The MPLM has one Common Berthing Mechanism to dock to the station. The other end is a larger opening that we use on the ground to store the large refrigerator-sized racks and remove them when the MPLM returns from orbit. So the end that you see when the MPLM is docked to station is opposite the Common Berthing Mechanism end.
Luigi from Naples
Who are the Multi-Purpose Logistics Modules named after? The Ninja Turtles or Italian artists?
And that's a good question -- I like that question! Obviously, the dual use of the names isn't lost on the entire team. The Italians did, indeed, name the whole fleet of MPLMs for Italian artists. Donatello, Rafaello and Leonardo da Vinci, who I think would be very interested in what we're doing with International Space Station right now if he were alive. There's no Michaelangelo yet, so we haven't filled out the entire fleet.
Connie from Orchard Park
When is the MPLM "Donatello" going to make its first flight? STS-111 is taking MPLM Leonardo. Will STS-111 bring back Leonardo or does Leonardo stay docked to the ISS, until it is unloaded and repacked and then returned on a different shuttle?

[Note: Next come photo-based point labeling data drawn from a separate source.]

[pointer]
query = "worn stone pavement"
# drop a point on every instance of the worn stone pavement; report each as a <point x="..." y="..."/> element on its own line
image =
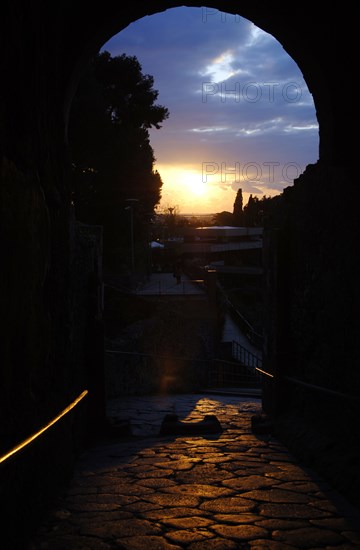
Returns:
<point x="229" y="490"/>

Yes, this is Leonardo's third flight to the International Space station. Rafaello has flown twice and Donatello has yet to fly. Donatello is slated to fly in 2005. Right now, the MPLMs return on the same shuttle that takes them to the station. They go up on the same shuttle and come back on the same shuttle.
Taylor from Colorado Springs
What percentage volume of the Multi-Purpose Logistics Module is occupied by scientific experiments and what percentage is reserved for non-science supplies?
Another good question. It varies from flight to flight. We're moving into a time when we're flying as many experiments as we are, crew supplies. This mission, STS-111, will have more experiments and more experiment materials than crew supplies. We're taking up two science racks: one, the Microgravity Science Glovebox, and also an EXPRESS rack, which expedites getting payloads into the space station. Both those racks will be transferred by the crew from the MPLM Leonardo into the International Space Station Lab. We then return the other racks back to Earth during STS-111 for processing.